Even if you’re not of Singaporean descent, I recommend giving the movie a watch! 20 years since it was 1st released in February 2002, I wanted to cover some of the various themes of the film from an Asian-Australian perspective.

Singapore - I Not Stupid

Foreign Talent, Western Expatriates & the Bamboo Ceiling for East Asians

The 1st theme I wanted to talk about is often a hot button topic in Singapore: Foreign Talent and the “Superior” Western Expat. 

Because of its size and lack of natural resources, Singapore’s economy is heavily reliant on attracting the best minds around the world, which has led to resentment from some locals as many of the best jobs are taken by foreigners, sometimes without merit. 

This has led to an inferiority complex among some of the local population, where foreigners are looked up to as the best and brightest. This is highlighted in a scene from the film where an American foreigner is brought in as a Director at an advertising agency, despite him not knowing anything about the local culture, only being a junior-level employee back in the States, and having to steal ideas to survive. 

I can draw parallels from this scene to the Bamboo Ceiling in the West, where many East Asian workers are overlooked for management roles because they don’t fit the company culture or lack the “leadership potential” as decided by the management team, which is typically an all-white boys club. 

Although foreigners make up around 30% of Singapore’s population, there now seems to be a concerted effort by the government to prioritise jobs for locals as COVID & political pressure ramps up. 

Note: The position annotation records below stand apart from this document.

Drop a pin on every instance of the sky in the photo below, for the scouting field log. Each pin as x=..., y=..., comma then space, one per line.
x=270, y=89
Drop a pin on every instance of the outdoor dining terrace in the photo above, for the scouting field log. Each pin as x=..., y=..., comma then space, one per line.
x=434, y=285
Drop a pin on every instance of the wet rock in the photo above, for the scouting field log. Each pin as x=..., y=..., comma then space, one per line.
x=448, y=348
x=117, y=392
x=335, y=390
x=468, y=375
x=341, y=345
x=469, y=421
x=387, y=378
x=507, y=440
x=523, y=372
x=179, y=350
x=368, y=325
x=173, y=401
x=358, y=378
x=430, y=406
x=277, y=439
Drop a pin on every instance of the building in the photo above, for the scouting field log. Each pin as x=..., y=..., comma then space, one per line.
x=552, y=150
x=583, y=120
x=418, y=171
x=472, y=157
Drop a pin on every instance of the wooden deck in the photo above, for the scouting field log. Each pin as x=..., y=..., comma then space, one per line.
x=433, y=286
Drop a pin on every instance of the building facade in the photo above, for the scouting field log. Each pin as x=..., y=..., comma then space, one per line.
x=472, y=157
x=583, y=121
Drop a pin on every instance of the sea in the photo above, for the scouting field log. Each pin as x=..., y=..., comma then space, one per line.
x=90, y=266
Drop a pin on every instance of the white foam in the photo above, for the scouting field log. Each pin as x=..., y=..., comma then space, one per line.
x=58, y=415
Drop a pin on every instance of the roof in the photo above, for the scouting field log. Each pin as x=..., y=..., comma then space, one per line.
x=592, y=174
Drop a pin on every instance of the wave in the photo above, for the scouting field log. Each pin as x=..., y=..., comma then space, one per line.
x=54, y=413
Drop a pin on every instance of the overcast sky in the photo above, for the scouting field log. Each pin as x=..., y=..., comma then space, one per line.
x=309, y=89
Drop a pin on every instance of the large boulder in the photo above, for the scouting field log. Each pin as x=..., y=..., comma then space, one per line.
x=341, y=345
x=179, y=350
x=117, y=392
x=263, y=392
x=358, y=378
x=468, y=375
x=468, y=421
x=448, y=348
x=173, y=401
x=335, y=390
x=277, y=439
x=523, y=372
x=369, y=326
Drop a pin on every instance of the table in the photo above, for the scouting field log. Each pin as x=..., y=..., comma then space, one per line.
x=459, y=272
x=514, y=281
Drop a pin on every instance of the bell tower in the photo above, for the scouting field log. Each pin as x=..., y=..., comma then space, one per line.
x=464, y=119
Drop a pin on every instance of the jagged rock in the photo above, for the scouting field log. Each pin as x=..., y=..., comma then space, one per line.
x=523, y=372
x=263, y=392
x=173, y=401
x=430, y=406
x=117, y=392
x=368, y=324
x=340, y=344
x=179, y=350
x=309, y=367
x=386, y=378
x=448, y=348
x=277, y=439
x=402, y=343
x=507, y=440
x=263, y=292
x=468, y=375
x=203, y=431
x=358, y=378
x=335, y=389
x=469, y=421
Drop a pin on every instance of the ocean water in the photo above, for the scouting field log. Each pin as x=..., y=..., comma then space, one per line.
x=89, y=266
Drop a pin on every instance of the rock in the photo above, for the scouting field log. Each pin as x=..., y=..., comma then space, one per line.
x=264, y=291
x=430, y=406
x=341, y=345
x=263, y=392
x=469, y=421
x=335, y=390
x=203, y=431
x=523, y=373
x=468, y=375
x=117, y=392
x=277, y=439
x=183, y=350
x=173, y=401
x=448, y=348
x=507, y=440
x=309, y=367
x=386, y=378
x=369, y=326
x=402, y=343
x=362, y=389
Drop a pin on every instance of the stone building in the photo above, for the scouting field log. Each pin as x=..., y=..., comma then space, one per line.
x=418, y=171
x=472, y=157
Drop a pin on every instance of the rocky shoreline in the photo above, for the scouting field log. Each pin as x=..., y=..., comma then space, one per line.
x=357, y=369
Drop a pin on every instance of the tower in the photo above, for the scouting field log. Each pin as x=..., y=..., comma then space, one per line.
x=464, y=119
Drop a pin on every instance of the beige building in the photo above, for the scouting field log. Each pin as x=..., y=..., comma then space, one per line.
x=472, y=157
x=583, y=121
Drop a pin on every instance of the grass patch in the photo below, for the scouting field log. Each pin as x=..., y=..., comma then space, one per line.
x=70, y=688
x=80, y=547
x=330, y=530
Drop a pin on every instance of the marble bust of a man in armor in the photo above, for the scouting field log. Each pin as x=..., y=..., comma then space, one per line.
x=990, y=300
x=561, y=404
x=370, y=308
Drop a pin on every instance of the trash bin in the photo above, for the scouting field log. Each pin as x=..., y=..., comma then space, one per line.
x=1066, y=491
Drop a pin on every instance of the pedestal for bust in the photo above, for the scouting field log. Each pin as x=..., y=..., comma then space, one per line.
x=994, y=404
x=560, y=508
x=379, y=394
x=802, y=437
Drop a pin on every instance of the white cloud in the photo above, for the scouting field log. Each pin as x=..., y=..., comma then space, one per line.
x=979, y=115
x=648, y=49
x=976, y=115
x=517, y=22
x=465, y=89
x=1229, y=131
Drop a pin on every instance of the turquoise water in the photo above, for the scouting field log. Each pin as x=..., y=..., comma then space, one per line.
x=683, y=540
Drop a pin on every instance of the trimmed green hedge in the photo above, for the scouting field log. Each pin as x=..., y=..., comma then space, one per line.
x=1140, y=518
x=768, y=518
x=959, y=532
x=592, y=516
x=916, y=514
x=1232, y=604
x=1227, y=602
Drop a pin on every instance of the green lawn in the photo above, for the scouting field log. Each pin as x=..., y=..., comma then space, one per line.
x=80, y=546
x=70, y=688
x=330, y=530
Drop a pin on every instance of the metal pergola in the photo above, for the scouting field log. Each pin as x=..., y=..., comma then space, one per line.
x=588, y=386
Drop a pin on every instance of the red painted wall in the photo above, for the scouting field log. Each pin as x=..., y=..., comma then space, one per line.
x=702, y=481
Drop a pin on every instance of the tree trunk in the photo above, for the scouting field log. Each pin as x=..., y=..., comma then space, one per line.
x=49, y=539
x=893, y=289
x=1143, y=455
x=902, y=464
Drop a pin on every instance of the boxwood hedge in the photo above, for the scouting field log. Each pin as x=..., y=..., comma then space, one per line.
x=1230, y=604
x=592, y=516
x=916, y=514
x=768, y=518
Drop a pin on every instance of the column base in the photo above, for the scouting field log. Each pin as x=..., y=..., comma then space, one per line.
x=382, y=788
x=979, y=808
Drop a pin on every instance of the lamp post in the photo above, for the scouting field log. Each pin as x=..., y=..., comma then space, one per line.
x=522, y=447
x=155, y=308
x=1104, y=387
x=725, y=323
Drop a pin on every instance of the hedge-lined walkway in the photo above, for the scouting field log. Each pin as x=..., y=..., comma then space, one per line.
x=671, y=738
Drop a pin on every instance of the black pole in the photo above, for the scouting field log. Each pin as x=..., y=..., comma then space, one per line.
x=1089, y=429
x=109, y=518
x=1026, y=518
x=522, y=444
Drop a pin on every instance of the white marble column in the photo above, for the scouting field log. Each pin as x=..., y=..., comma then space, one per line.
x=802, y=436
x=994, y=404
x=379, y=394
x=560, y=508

The Struggles of Bilingualism

The 2nd theme is on the struggles of bilingualism.

As English is the language of instruction in Singapore schools, this has led to many young people being unable or reluctant to learn their mother languages properly ( I might cover Singlish another time).

Again this is relatable to many Asians born outside their mother countries, as they gradually lose their culture & language as they become more and more assimilated. You often hear stories of 3rd culture kids resenting their mother tongue after getting dragged to Saturday language schools week after week, while their friends get to play sport and have fun.

I myself have struggled to learn Chinese throughout my life as the environment I was raised in was mostly English speaking.

Pressure to Succeed Academically

I Not Stupid 小孩不笨

The 3rd and last theme I wanted to cover is the pressure for young children to perform academically. This theme is fairly obvious throughout the film, highlighted through the tiger parent stereotype. 

This theme doesn’t need much explaining as many minority kids will remember the pressure to succeed academically throughout school, while their Caucasian counterparts are encouraged to play sport or “follow their dreams” or “pursue their passions” (not always true I know). 

The film even touches upon the topic of suicide as one of the main protagonists is almost driven to take his life after a series of poor academic results, despite him being an amazing artist (a skill that is not recognised at his school). 


I Not Stupid was a film way ahead of its time, touching on important societal concerns and highlighting that not everyone is cut out for a rigid school system. However, 20 years on, I wonder how much has actually changed in Singapore since the movie was released?